Endopeptidase of the brush border membrane of rat enterocyte. Separation from aminopeptidase and partial characterization.

The brush border of the enterocytes of the rat was isolated by the method of differential centrifugation with CaCl2 according to Schmitz. This material was solubilized with papain, trypsin and Triton X-100. The greatest amount of membrane enzymes was released to the supernatant (105 000 X g) with the use of Triton X-100. The tritonized supernatant was treated in the next step by papain, bromelain, ficin and trypsin (individually or in combinations).
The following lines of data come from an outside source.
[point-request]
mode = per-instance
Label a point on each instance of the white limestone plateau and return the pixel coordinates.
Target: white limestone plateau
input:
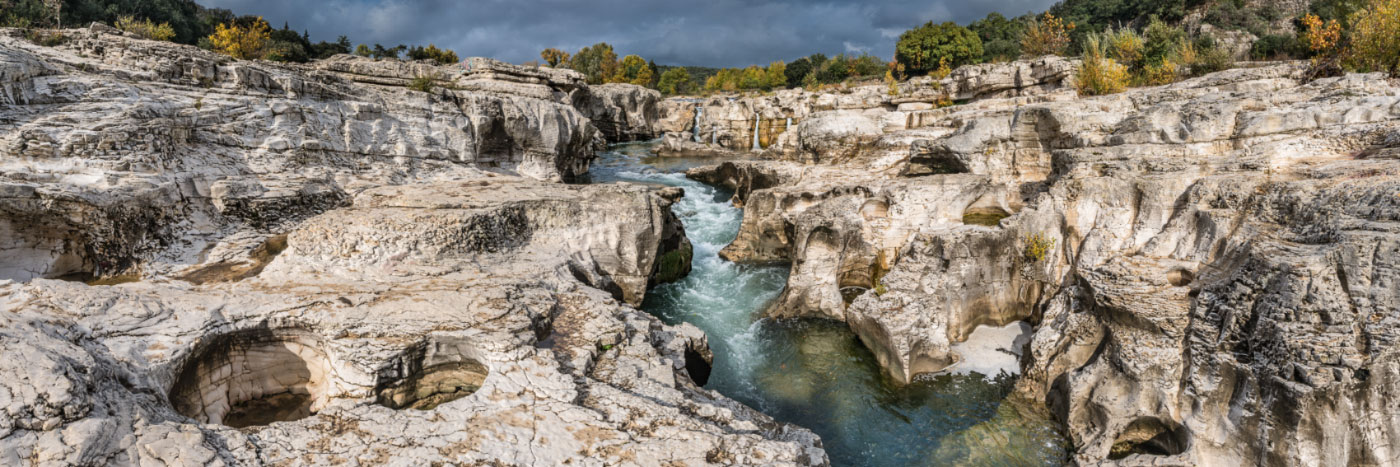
(220, 262)
(216, 262)
(1218, 281)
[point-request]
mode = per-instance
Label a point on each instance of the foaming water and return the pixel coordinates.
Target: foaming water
(816, 374)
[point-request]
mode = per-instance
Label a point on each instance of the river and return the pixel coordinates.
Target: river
(816, 374)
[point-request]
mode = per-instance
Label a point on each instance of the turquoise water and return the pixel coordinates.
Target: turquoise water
(816, 374)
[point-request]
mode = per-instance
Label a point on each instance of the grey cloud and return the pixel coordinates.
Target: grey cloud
(720, 32)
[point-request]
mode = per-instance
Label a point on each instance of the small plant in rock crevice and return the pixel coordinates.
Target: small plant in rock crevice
(423, 84)
(1038, 246)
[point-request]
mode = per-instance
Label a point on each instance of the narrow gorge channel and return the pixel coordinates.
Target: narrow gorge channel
(816, 374)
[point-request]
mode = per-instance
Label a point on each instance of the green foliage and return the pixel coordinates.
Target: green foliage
(1000, 37)
(1046, 35)
(1161, 41)
(1375, 38)
(797, 70)
(1099, 73)
(1096, 16)
(1339, 10)
(634, 70)
(1238, 16)
(423, 84)
(45, 37)
(923, 48)
(674, 81)
(1038, 246)
(751, 78)
(146, 28)
(431, 52)
(328, 49)
(555, 58)
(597, 62)
(381, 52)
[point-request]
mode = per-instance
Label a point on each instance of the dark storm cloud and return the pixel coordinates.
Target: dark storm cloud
(720, 32)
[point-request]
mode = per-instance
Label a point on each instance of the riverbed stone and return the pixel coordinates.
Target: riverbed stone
(221, 262)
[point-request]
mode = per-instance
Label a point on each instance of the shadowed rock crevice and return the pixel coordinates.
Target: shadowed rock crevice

After simultaneous proteolysis with papain and bromelain a partial separation of the aminopeptidase from the endopeptidase by Sephadex G-200 chromatography was observed. These two enzyme activities were distinctly separated by isoelectric focusing at pH 4--6. Two enzymatically active bands (RF 0.13 and 0.24) in the aminopeptidase fraction and one single active band (RF 0.16) in the endopeptidase fraction using polyacrylamide gel electrophoresis were found. Co-migrating proteins to all of these activities were detected. Endopeptidase activity splits 3-carboxypropionyltrialanin-4-nitroanilide (SucAla3NAp) in the position P2-P1. Liberated aminoacyl-NAP may be further split to generate chromogenic 4-nitroaniline through aminopeptidase activity. Endopeptidase of the brush border of the rat enterocytes is characterized by the following properties: 1) molecular mass 130000 +/- 15 000 dalton; 2) Km value (substrate: SucAla3NAp) 1.1 X 10(-3) M; 3) pI 5.23; 4) ph optimum 8.5; 5) 50% activity remains after 15 min of preincubation at 50 degrees C; 6) activity is strongly inhibited by EDTA, p-chloromercuribenzoate, Mn2 and Co2.